A League of Their Own

Scott: I’ve always wanted to provide customers with styles no one else has. That’s what gave rise to my goal of producing as much as possible in-house. Right now, about 80 percent of the ­jewelry sold in our store, we’ve made.

Garrett: I’ve been working in the store 18 months. I’ve studied CAD/CAM, earned my Graduate ­Gemologist ­certificate from GIA, and studied ­jewelry business management. This is helping us sell more of our own jewelry while increasing our custom orders.

Devon: I’m going to Madison Area Technical College working on business entrepreneurship and sales academy. [Then] I’ll earn my Graduate Gemologist certificate and learn more about grading gemstones and CAD/CAM.

Guiding Principles

Scott: Since day one, I’ve always put a significant portion of my profits back into the business. Reinvesting has always been about new machinery to keep moving operations to a new level. But it isn’t just about better equipment. In 2001, I became a Rolex dealer—one of the best decisions I’ve ever made.

Garrett: We want to stand behind a warranty. Sometimes that’s ­difficult with vendors. When it’s our ­jewelry, we can quickly determine a quality problem and repair the jewelry faster.

Devon: When I’m in management, I’d like to keep investing in the staff’s education with gemological and sales training. I’d also like to keep our inventory stocked with beautiful custom pieces.

Points to Ponder

Garrett: My father always talks about truth in pricing. We don’t mark up just to mark down for a sale. Quality of fine jewelry over a quantity of lesser-quality jewelry is our guiding principle.

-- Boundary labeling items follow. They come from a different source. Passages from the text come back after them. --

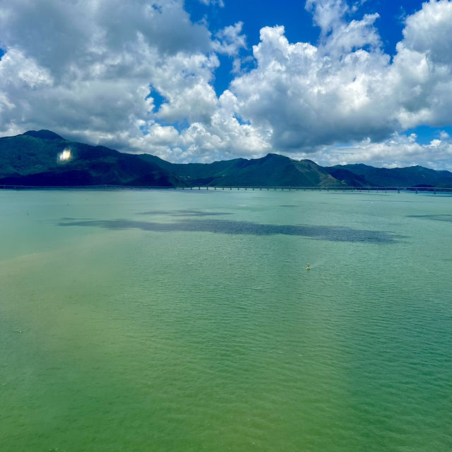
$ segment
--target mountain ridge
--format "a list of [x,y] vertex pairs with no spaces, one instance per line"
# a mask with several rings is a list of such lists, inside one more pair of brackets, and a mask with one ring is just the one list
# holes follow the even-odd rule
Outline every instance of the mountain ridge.
[[274,153],[260,158],[172,163],[152,154],[66,140],[42,129],[0,138],[0,185],[452,187],[452,173],[420,166],[323,167]]

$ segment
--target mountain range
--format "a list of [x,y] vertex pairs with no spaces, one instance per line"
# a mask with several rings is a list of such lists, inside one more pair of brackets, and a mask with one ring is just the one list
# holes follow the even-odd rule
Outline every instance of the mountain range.
[[65,139],[49,130],[0,138],[0,185],[154,187],[443,187],[452,173],[422,166],[322,167],[269,153],[212,163],[172,163]]

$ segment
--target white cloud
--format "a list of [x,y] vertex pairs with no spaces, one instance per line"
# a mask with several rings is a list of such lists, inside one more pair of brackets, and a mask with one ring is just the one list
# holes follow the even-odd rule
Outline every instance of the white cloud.
[[240,34],[242,28],[243,22],[237,22],[220,30],[215,34],[217,39],[213,42],[213,48],[230,57],[237,55],[240,49],[246,47],[246,37]]
[[[450,125],[452,1],[430,0],[407,17],[393,58],[377,11],[347,19],[363,2],[307,0],[316,45],[264,27],[243,57],[242,22],[213,36],[183,0],[0,0],[0,134],[49,128],[172,161],[276,151],[445,166],[446,132],[428,145],[403,132]],[[217,54],[233,59],[235,74],[220,96]]]

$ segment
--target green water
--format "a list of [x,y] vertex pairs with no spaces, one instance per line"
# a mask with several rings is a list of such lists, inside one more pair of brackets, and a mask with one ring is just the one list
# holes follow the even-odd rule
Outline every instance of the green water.
[[0,451],[452,450],[451,201],[0,192]]

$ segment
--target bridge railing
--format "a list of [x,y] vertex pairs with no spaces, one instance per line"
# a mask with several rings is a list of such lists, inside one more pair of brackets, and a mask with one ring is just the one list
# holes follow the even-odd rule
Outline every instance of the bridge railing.
[[316,192],[452,192],[452,187],[407,187],[407,186],[393,186],[393,187],[347,187],[347,186],[332,186],[332,187],[299,187],[299,186],[271,186],[265,185],[191,185],[185,187],[176,187],[172,185],[6,185],[0,184],[0,190],[304,190]]

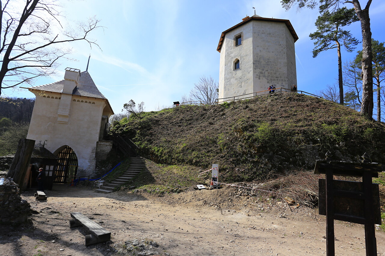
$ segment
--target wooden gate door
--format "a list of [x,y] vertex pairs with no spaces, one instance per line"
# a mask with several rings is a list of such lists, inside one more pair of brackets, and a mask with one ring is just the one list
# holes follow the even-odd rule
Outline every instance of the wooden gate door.
[[[59,164],[55,172],[57,177],[54,182],[68,183],[77,172],[77,157],[72,149],[68,146],[62,150],[57,156],[59,158]],[[72,177],[69,176],[70,175]]]

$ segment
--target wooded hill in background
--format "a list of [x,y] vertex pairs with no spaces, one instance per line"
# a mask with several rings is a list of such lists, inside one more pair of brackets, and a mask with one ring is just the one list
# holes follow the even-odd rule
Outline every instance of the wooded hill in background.
[[0,156],[14,154],[27,137],[35,99],[0,98]]
[[295,93],[211,106],[181,106],[134,115],[112,130],[159,163],[208,169],[222,180],[248,181],[311,170],[330,150],[336,160],[367,152],[385,163],[385,126],[347,107]]
[[0,116],[9,118],[15,123],[29,123],[34,104],[33,98],[0,98]]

Devon: My parents are very particular. The store is always clean, organized, with no clutter; there’s a certain order to things. This is part of my work ethic: making sure the work I do is done well. Like them, I’m very results-oriented.

Scott: The lessons I’ve tried to share with my children are to work hard at the start so you can enjoy your success and your family later in life. And success is something that’s hard-earned and doesn’t come for free.